Our righteousness comes through faith. It is a gift that comes to us through our faith, not something we earn by our good works or by our good life. The work involved that makes us righteous is Christ's work on the cross, namely his work of atoning, by his suffering, for our sins, thus making full reparation for them that satisfies divine justice on our behalf. Christ's part in our justification is to do the work on the cross. Our part in our justification is to put our faith in Christ's work.

"For no human being will be justified in his sight by works of the law" (Romans 3:20). "For we hold that a man is justified by faith apart from works of law" (Romans 3:28). "For by grace you have been saved through faith, and that not of yourselves; it is the gift of God, not of works, lest anyone should boast" (Ephesians 2:8-9 NKJV).

We "know that a man is not justified by works of the law but through faith in Jesus Christ, even we have believed in Christ Jesus, in order to be justified by faith in Christ, and not by works of the law, because by works of the law shall no one be justified" (Galatians 2:16). "But that no one is justified by the law in the sight of God is evident, for ‘the just shall live by faith'" (Galatians 3:11 NKJV). "I do not nullify the grace of God; for if justification were through the law, then Christ died to no purpose" (Galatians 2:21).

"But when the goodness and loving kindness of God our Savior appeared, he saved us, not because of deeds done by us in righteousness, but in virtue of his own mercy, by the washing of regeneration and renewal in the Holy Spirit" (Titus 3:4-5). "Let me ask you only this: Did you receive the Spirit by works of the law, or by hearing with faith?" (Galatians 3:2).

This is the great and marvelous discovery that every Christian of every age has to make for himself. This is where Christianity is different from all natural religions, all of which are based on works-righteousness. Here Christianity is unique. It is based on God's direct, special revelation that righteousness comes to us as a result of the work of a Redeemer, who does the necessary work for us, and its results are applied to us only if we put our faith in him for our salvation.

Then God counts Christ's death on the cross as paying for our sins and reconciling us with the Father. So, as far as God is concerned, the sins of those who put their faith in Christ are blotted out, and they are set free with the freedom of the children of God and are declared and made righteous and holy before God, with Christ's own righteousness reckoned to them (Romans 4:22-25). And not only that, but we are also made holy - sanctified - by Christ's work on the cross through our faith in him. So the basic Christian doctrine of salvation is justification by faith, not works.

But we must also stress that faith includes genuine repentance for our sins and the intention of abandoning them, and that once justified by faith without works, we must immediately enter into a life-long process of progressive sanctification, whereby we live a good life in accord with God's moral law, which our new justified state now enables us to keep.

There is no such thing as a "carnal Christian," who continues to be dominated by grave sin.
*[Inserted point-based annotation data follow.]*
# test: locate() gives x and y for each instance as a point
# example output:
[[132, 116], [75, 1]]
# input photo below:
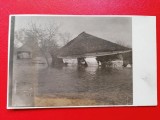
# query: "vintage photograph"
[[70, 61]]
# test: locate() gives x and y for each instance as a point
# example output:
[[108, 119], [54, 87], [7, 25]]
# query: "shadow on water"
[[93, 82]]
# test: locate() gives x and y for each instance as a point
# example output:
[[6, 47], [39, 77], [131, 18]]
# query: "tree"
[[45, 38], [65, 37]]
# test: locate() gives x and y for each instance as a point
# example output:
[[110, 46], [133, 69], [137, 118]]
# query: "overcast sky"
[[109, 28]]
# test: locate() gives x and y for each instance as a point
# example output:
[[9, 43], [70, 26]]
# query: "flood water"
[[90, 85]]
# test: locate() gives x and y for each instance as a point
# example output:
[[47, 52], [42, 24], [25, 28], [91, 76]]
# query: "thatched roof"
[[86, 43]]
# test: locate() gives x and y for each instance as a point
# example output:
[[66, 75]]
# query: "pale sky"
[[109, 28]]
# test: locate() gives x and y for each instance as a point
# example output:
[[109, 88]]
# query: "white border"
[[140, 98]]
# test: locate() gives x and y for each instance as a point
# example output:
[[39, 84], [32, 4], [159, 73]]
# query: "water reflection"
[[93, 80]]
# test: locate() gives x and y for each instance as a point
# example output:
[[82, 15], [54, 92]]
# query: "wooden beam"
[[90, 55]]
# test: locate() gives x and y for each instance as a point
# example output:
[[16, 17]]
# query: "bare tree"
[[65, 37], [19, 36], [45, 38]]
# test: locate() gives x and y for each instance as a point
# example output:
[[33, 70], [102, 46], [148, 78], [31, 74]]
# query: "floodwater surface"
[[38, 85]]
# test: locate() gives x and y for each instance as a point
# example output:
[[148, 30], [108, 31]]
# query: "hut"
[[86, 45]]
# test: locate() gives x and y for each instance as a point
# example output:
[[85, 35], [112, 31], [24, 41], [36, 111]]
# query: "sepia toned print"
[[65, 61]]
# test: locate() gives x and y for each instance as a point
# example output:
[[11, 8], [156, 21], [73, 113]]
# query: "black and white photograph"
[[73, 61]]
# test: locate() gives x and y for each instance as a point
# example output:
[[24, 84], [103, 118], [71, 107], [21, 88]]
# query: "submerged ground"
[[39, 85]]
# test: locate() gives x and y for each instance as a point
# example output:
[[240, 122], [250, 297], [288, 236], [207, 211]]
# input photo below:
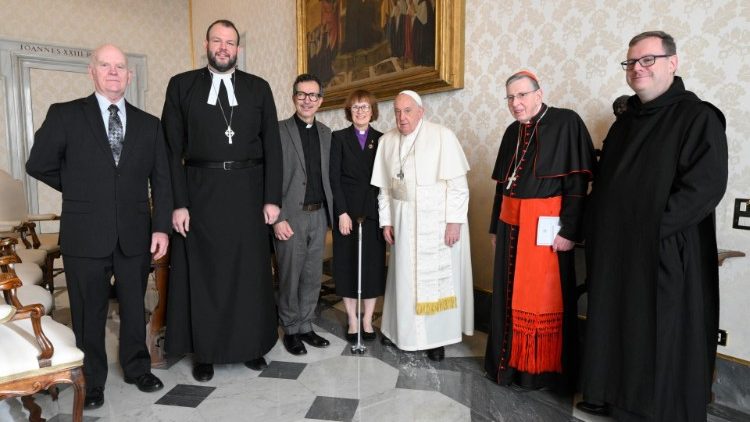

So-called "carnal Christians" are not really justified and are not saved. They either never were saved or that they have lost their salvation.

This is why we so rejoice at Christmas, at the birth of Christ. It is because he has saved us from our sins and from a life of sin. It is because he has justified us through our faith, because of his reparation-making death on the cross. And today, which is a preparation for next Christmas, we rejoice in the incarnation of our Savior and Lord in the womb of the Blessed Virgin Mary.